PROCURE-ME ! ( Carta de um desaparecido político
à Presidenta Dilma Vana Rousseff )
(Maninho)
Aceite esta carta, não é apócrifa... é que nem lembro mais como se assina o nome.
Tarvez vosmicê de mim vai alembrá . Mas se fizer de rogada dizendo
a memória faiar vou lhe avivar a memória para que não caia no esquecimento o meu causo, que agora
vou prosear.
Sou eu, o DANIEL NUNES, lavrador
muito humirde lá das bandas da Papucaia, em Macacú. Eu vivia numa tapera, com mulher , num pedaço de grotão . Isso lá
pelo 68 maizomeno. A vida naqueles tempos era uma dificulidade que só. Mas se cum
Deus pouco é muito , aquilo que semeava no roçado havia de nos saciar a fome .
Os grileiros não nos dava assossego não. A gente plantava e o boi comia tudo. Foi donde conhecemos vosmices, duma tar de organização COLINA, que dispois virou VAR. Não demorô muito tempo e apareceram uns homi tudo vestido de azul. Bota e boné. Não tiveram piedade, mataram de morte matada meu cunhado, o cumpadre Tião.

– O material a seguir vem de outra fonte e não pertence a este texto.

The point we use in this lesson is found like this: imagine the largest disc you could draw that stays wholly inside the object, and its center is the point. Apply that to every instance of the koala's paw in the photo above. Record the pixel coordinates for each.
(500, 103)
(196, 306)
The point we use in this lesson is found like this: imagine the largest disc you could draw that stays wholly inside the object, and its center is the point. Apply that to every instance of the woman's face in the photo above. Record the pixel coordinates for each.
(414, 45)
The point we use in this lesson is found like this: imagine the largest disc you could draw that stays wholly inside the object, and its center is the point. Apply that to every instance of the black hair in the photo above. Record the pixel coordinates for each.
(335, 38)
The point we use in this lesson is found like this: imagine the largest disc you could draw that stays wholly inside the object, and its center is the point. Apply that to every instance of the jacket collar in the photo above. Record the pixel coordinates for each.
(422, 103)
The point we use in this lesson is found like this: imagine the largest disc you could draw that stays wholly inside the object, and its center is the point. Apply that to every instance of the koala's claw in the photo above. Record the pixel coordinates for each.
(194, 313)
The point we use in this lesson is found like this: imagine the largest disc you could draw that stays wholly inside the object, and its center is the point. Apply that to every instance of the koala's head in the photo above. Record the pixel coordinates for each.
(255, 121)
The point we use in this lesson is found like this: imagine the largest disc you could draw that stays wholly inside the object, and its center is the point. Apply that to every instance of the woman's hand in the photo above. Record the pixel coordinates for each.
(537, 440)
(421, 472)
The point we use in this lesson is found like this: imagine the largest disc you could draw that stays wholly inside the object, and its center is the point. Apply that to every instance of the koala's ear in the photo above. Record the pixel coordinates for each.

Cinco bala de fuzi perfurô seu coração.
Os grileiros não nos dava assossego não. A gente plantava e o boi comia tudo. Foi donde conhecemos vosmices, duma tar de organização COLINA, que dispois virou VAR. Não demorô muito tempo e apareceram uns homi tudo vestido de azul. Bota e boné. Não tiveram piedade, mataram de morte matada meu cunhado, o cumpadre Tião. Cinco bala de fuzi perfurô seu coração.

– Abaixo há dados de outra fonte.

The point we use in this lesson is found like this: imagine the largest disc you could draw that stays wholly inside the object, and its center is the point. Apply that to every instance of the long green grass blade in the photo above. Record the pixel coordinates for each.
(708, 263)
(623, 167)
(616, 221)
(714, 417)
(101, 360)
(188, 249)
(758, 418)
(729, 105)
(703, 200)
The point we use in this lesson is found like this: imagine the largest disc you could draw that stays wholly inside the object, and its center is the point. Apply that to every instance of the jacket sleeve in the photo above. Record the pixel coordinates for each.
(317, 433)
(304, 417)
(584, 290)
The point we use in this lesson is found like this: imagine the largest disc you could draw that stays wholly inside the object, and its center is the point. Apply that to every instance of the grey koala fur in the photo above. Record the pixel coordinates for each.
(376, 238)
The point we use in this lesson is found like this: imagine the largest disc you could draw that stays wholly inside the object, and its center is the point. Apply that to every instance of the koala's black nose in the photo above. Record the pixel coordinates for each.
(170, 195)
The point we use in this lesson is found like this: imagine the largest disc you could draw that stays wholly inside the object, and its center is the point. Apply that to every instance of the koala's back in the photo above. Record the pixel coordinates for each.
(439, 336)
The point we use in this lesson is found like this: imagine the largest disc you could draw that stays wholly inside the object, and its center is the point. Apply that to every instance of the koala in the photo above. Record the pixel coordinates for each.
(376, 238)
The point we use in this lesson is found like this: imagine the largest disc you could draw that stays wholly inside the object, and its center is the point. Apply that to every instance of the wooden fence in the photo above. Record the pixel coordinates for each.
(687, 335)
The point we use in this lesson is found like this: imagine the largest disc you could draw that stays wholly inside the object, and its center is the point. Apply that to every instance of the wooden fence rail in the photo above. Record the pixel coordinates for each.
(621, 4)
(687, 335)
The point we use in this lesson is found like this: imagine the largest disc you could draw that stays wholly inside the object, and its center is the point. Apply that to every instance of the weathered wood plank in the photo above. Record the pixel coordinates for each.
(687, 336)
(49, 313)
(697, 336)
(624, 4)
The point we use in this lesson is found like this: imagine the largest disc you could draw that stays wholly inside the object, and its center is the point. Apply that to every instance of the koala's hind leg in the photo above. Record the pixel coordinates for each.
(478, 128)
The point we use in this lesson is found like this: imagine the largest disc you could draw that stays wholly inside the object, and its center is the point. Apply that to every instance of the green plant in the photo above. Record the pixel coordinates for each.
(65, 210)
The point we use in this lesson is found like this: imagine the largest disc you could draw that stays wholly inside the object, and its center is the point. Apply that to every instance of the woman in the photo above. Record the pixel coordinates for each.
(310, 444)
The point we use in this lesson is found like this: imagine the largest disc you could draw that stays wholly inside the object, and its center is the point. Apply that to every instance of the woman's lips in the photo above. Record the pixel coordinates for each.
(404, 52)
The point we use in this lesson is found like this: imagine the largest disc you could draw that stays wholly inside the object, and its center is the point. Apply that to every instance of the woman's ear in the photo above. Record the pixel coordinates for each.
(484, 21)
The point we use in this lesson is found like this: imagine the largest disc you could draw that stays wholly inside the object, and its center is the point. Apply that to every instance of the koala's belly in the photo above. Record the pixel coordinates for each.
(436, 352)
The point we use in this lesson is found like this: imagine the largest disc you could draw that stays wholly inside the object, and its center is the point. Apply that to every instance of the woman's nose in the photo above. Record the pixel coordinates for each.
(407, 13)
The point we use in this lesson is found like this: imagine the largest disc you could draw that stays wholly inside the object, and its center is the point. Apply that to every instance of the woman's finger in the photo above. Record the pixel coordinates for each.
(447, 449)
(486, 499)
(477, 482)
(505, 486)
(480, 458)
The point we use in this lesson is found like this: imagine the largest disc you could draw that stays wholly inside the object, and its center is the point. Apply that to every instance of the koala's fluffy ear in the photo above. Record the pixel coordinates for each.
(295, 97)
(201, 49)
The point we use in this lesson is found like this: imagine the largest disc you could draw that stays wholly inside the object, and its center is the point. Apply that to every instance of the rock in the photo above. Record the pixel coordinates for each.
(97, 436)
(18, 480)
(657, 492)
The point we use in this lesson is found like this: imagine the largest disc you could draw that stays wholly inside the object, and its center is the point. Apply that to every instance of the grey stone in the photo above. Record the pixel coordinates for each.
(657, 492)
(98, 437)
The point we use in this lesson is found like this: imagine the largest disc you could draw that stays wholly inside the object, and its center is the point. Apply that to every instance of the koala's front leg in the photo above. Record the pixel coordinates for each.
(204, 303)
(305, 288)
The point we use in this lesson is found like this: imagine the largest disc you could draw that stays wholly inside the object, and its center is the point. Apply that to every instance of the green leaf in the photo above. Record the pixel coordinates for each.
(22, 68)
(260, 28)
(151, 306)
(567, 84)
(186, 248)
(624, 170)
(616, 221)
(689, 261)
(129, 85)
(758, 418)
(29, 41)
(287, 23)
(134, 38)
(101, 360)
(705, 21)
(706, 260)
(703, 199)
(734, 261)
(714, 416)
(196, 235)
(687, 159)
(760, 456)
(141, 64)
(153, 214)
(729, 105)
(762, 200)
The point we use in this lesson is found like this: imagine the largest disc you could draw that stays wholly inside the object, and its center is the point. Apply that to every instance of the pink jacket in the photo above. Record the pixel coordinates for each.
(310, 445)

A mardade foi tão grande que não
nos devorveram o cumpadre, e até hoje
nem se sabe adonde enfiaram o caixão.
Aí fiquemos desleriado, numa doidice
disgramada, que nem barata tonta sem saber donde se entocar.
Magina camarada Wanda aquela
situação, uma ruma de criança arrastada pela mão, sem eira nem beira, em busca
de teto e provisão.
O Bispo acoitou a nós. Passemo quase seis mês entocado,
iguarzinho a boi ladrão, até que oces decidiram nos tirá do riograndino, em
Friburgo, e nos levá pro Maranhão.
A viagem foi cansativa, aquela
tropa de gente dentro da Kombi-furgão. Paramos em São Salvador, e dali pra
Marabá, seguimos por Castanhal, por dentro de igarapé fugindo de jacaré, jibóia e
cobra coral... , em vapor, lombo de burro, cano e furgão.

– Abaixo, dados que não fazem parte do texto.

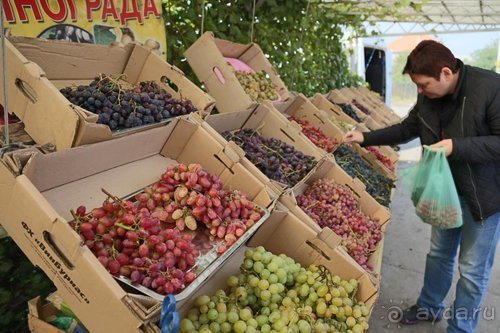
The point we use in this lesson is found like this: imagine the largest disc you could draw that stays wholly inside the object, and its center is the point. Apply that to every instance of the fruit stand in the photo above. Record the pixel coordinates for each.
(130, 183)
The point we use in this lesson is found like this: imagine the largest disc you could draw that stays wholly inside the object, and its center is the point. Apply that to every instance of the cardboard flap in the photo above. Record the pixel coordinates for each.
(35, 100)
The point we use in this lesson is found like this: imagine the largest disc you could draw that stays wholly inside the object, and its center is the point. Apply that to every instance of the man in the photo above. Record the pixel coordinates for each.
(458, 108)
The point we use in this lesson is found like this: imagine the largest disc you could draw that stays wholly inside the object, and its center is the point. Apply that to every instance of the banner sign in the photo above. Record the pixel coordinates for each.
(88, 21)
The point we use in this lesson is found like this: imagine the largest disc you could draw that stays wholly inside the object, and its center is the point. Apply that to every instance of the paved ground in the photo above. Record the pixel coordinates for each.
(405, 247)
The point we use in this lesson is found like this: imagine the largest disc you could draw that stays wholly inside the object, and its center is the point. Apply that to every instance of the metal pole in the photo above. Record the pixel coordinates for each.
(4, 78)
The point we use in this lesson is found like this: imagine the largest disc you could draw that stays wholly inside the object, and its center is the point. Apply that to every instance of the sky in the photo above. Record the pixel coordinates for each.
(461, 44)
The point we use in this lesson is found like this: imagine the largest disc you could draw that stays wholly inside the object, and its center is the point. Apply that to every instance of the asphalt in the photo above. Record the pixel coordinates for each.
(406, 244)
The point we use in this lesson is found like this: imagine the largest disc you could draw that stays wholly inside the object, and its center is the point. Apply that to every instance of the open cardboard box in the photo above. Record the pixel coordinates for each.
(206, 58)
(268, 122)
(369, 206)
(285, 233)
(303, 109)
(332, 110)
(37, 69)
(35, 210)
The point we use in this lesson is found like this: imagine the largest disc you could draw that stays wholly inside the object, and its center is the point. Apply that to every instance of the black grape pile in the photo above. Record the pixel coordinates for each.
(276, 159)
(378, 186)
(348, 110)
(120, 108)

Doze dia, doze noite escondidos
numa canoa comendo lagarto e calango
fugindo da perseguição. Passamos em Bragança, São Miguel,... Seguimos até Viseu e entremo no Maranhão. Foi quando em
São Luiz recebemo uma senha, de que a terra prometida, estava bem perto de achar. Com trinta mil contos no bolso, só nos fartava
poquinho : 630 quilometros ainda a peregrinar.
E a terra prometida, nossa nova
Canaã se chamava Lagoa Verde, nos interior de Imperatriz, beirando um braço de
mar chamado de Tocantins.
E quando nós se acheguemos, foi
uma alegria que só, era um sítio jeitosinho,
casa grande coberta de palha, chiqueiro pra criação, quintal pra criançada
relar por aí.
Mas firmemo compromisso de na Organização ajudá, valer cada tostão e aquela terra pagar com trabalho e união.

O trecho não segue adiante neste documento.